Bill Cosby to have a party to mark 1st anniversary of prison release
Bill Cosby is speaking out on the first anniversary of his sex conviction reversal.
It's been exactly one year since the once-beloved comedian and actor's 2018 conviction was overturned and he was freed from Pennsylvania prison. The 84-year-old is marking the day by celebrating with a party, his spokesperson, Andrew Wyatt, tells Yahoo Entertainment. He's also breaking his silence about his time in SCI Phoenix prison in a new 22-minute video.
Cosby was the first celebrity tried and convicted in the #MeToo era. While 60 women accused The Cosby Show star of sexual misconduct, this case stemmed from Temple University employee Andrea Constand's claim he drugged and sexually assaulted her in 2004. He was found guilty 14 years later and sentenced to 3 to 10 years in prison. In a surprise turn of events, the court found that "America's Dad" was unfairly prosecuted — because the previous district attorney promised Cosby wouldn't be charged over Constand's accusations — and he walked free on June 30, 2021.
In the new video, which can be seen on Wyatt's Instagram page, Cosby talked about being asleep on the cot in his cell, which he dubbed "the penthouse," when he got the surprise news that he would be freed immediately.
"What is it —Juneteenth?" he said he quipped to the guards.
Cosby said it was a flurry, with multiple guards telling him to get up immediately to leave. Cosby, who was in the general population, recalled someone putting on his prison-issued showers shoes, on the wrong feet initially, and leaving the cell, where they had a wheelchair waiting for him.
As he was wheeled out, Cosby, who is legally blind, recalled silence at first. "Then all of a sudden, I hear this in time — not the kind of applause that you get in the beginning or middle of your show — this is together clapping. Clap, clap, clap, clap... They were all clapping. It was, to me, very, very moving," he said.
Cosby said "murderers, rapists, bank robbers, wife beaters [were] all clapping" for him. Many were inmates he interacted with during various prison programs he participated in. There was Mann-Up and FACT, which he attended facilitated by an inmate named Popcorn. Cosby has previously spoken about helping fellow Black inmates, via speaking at gatherings of these groups, while incarcerated.
Cosby was then told his car was ready and for the first time in two years and 10 months he was able to go outside and get into his car without his hands or legs being chained. Footage was shown from his ride home, with Wyatt at the wheel.
"'Your wife got you out of jail,'" Wyatt was seen telling him, referring to Camille, who he married in 1964. "Yes, I know my wife did it. She did it without a doubt."
Cosby immediately wanted to know, footage from the drive home from prison showed, what Wyatt heard on the news about his release. Wyatt said he learned the night before it may happen; Cosby was caught completely by surprise, he said.

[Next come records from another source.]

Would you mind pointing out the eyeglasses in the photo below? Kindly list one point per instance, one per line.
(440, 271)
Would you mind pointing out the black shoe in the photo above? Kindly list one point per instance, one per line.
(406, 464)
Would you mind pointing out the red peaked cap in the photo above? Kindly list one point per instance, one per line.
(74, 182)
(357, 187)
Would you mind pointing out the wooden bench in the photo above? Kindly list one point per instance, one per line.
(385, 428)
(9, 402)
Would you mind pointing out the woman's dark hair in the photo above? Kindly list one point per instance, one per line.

"I'm a free man, you know," Cosby said, adding he was relieved he no longer had to file as a sex offender. He said "the media made a lot of money" on his back.
He was also thinking about the men he met in prison and was now leaving behind, including telling the story of one who told him, "'I want to be your hero, Mr. Cosby' ... I kept saying, 'I hope so man, I hope so.'"
Upon reaching his home — with a media frenzy awaiting — Cosby said he would go inside first and "just rest a sec," because "my heart... It's just heavy." Wyatt told Cosby he should do a raised fist gesture to the press out the window. He instead practiced doing a "V" for victory sign, which he later did at the presser.
Cosby shared a statement with Yahoo about why he decided to speak out about his release on the first anniversary. He said, "Hope and inspiration comes to my mind when I think of those men that will never be left behind nor forgotten by me. Many of them called me their HERO but they really became my HERO."
While he continues to celebrate, his release, of course, stunned Hollywood and his many accusers. And that wasn't an end to his legal troubles. Earlier this month, a California jury found that Cosby sexually assaulted Judy Huth at the Playboy Mansion in 1975 when she was a teenager. Huth, now 64, was awarded $500,000. Although Cosby's been accused of sexual misconduct by 60 women, this was the first civil case to reach trial. Cosby, who denied a sexual encounter occurred, did not attend the trial.